初めての吸血
こんなにゆったりとしたのはいつぶりだろうか。
湯船に浸かりながら黒髪少女、ナズナは思う。
なぜ彼女が入浴しているのかと言うと、手続きとその他諸々を終わらせた白金の髪の女性、セーラに手を引かれ、彼女の住処らしき屋敷へと連れ込まれたナズナは、新しい主人からお風呂に入るよう促されたからだ。
曰く、血を吸うなら綺麗な身体から吸いたいと。
ナズナは無意識の内に自身の首元に手を添える。
思い起こされるのは、一瞬だけ姿を見せたあの鋭利な牙。
風呂を出たらあの牙に噛みつかれて血を吸われるのだ。
それを思うと――いや、何も思わない。思わないようにする。
首から手を離して、意識を牙から遠ざけた。
何も思わないようにする。
それがナズナの処世術だった。
嫌なことも、苦しいことも、痛いことも……何も思わなければ、何もされてないのと同じ。
不死であるが故に今まで様々な悪意に晒されてきた。
実験と称して体中を弄くり回されたり、理由もなく戯れに嬲り殺されたり。
不死となった日からナズナの日常は安寧とはかけ離れたものになっていた。
それこそこうしてゆったりとお風呂に浸かる時間もない程に。
身体は死なずとも心は死ぬ。
幾度となく与えられた死は、少女の心を摩耗させるのに十分だった。
新しい主人は衣食住の他にも娯楽と安全も与えると言っていたが、過度な期待をしてはいけない。

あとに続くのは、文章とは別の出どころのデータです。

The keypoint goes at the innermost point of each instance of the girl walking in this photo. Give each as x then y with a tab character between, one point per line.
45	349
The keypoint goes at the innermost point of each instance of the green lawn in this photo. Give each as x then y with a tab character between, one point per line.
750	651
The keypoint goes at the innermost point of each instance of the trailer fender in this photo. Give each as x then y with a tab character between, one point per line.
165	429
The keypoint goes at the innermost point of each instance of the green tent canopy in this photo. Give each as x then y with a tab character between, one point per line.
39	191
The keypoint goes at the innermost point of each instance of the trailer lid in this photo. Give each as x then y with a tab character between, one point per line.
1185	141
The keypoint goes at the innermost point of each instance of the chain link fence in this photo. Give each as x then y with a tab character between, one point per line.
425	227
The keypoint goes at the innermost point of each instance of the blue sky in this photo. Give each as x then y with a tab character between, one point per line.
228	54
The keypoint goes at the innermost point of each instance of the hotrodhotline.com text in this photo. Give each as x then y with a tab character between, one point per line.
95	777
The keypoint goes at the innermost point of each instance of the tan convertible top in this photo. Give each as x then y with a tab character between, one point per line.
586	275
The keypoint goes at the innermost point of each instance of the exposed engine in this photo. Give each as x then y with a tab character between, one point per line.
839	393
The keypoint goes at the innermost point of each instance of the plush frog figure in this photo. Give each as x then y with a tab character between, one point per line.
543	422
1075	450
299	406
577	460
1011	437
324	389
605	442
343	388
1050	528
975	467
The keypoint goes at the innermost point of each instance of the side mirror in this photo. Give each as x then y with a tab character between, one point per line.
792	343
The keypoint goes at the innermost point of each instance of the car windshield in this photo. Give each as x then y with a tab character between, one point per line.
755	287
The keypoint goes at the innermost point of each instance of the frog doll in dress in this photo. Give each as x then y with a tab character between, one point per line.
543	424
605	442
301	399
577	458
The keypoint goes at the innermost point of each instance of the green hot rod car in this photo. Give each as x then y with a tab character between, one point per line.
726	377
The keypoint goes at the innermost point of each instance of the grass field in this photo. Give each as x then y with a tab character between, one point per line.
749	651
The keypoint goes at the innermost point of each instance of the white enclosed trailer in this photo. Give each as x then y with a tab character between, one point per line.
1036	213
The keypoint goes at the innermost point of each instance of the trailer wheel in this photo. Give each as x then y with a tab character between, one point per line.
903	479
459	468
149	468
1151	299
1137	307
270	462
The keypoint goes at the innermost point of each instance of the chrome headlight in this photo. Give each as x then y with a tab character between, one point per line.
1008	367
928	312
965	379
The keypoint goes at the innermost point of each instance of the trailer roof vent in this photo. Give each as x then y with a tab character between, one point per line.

雨風が凌げる場所にいさせてもらえて、餓死しない程度に食料を与えてもらえれば十分。
これ以上心を殺さないために。
何も思ってはいけない。
何も望んではいけない。
それでも――
「痛いのは嫌だな」
「安心して。とびきり優しくするから」
突然自身の主人の声が聞こえ、キャッっと驚きの声を上げながらナズナの身体がびくっと跳ねた。
「そんな驚かなくていいじゃないか」
ケラケラと人好きのする笑顔を浮かべながら裸体を晒している女吸血鬼は、ナズナが入っていてもまだ余裕のある湯船へと身を下ろした。
そのままナズナのことを後ろから抱きしめた。
「ああ、やっぱり小さい。それに少し細いな――ご飯を食べても体型は変わらないの?」
「変わらないと、思いますけど……その、何でお風呂に」
「私の家だよ? いつ入ったっていいじゃないか」
「そうでなくて! 私入ってるんですけど……それに、その……手が……」
「スキンシップだよ」
悪びれた様子もなく、湯船の中で少女のお腹を撫でた。
細く滑らかな指が腹部を走り、ナズナはこそばゆさに身をよじる。
「ひゃ――」
「いいね。可愛い声だ」
悪戯めいた笑顔を浮べたセーラは逃さないとばかりに抱きしめる腕に力を込めた。
セーラの胸の中にすっぽりと収まったナズナは今まで味わったことのない羞恥に震える。
「あうぁ……」
あわあわと目を回し、手をどこに置いていいか分からずあちらこちらにふらふらさせる。
人の体温に触れるなんて何年ぶりだろうか。ましてや抱きしめられるなんて。
ここ数年人とのコミュニケーションといえば、殴られるか切られるかしかなかったせいで戸惑わずにはいられなかった。
「痛いの嫌なの?」
不意にセーラが口を開く。
ナズナは未だかつて経験したことのない裸のまま抱き合うという行為に脳の処理が追いつかず、主人からの問いかけをよく理解できていないまま勢いよく縦に頭を振った。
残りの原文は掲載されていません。